Nevertheless they published many popular books that bear titles such as Atapuerca our predecessor or The Sierra of Atapuerca, a trip to our origins. In 2008 Emiliano Aguirre, the 'father' of Atapuerca, published a book entitled Homo hispánico. He himself would have chosen a far more neutral title but the publisher wanted Homo hispanicus. Aguirre was horrified, because that would have meant to name a new species. So the title Homo hispánico was a compromise between the marketing strategy of the publisher catering for a Spanish audience and a Spanish anthropologist who considers himself a citizen of the world.

So even in the 21st century we find these narratives of descent attached to bones.
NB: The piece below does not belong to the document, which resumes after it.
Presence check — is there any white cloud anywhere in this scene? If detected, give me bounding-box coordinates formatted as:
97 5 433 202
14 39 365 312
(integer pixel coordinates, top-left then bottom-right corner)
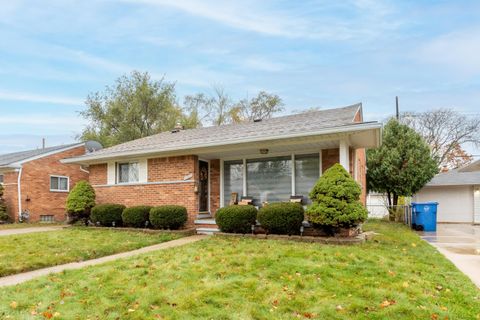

These narratives are a co-production of scientists, the media and politics. Are catch phrases such as “the first Spaniards” meant literally or rather jokingly? This is not always easy to decide but they seem inextricably linked to the politics of national identity. Spanish history is now considered to begin in Atapuerca.

Last example: Catalonia: If you ask the Catalan palaeontologist Salvador Moyà-Solà about his work, he will tell you about the papers he has just published in high impact journals such as Nature or Science. His team found remains of Miocene apes that roamed what is now Catalonia about 12 million years ago. Moyà-Solà grapples with the question how the precision grip developed in hominoids and not with political quarrels such as Catalonia’s struggle to achieve more autonomy from Madrid.
Yet the research team baptized the new species Pierolapithecus catalaunicus and Anoiapithecus brevirostris (Pierola is a village and Anoia a district of Catalonia). And as if that was not enough in marking them as “Catalan” they gave them the nicknames Jordi, Pau and Lluc.

Pau, for example, is not only a name but also means peace in Catalan. His naming was a protest against the Spanish participation in the war against Iraq in 2003. Even if you are dealing with ancient apes you cannot escape the reality of the society you live in says Moyà-Solà. Donna Haraway’s famous dictum “Primatology is politics by other means” comes to mind. Paleoanthropology, too, has been and continues to be politics by other means.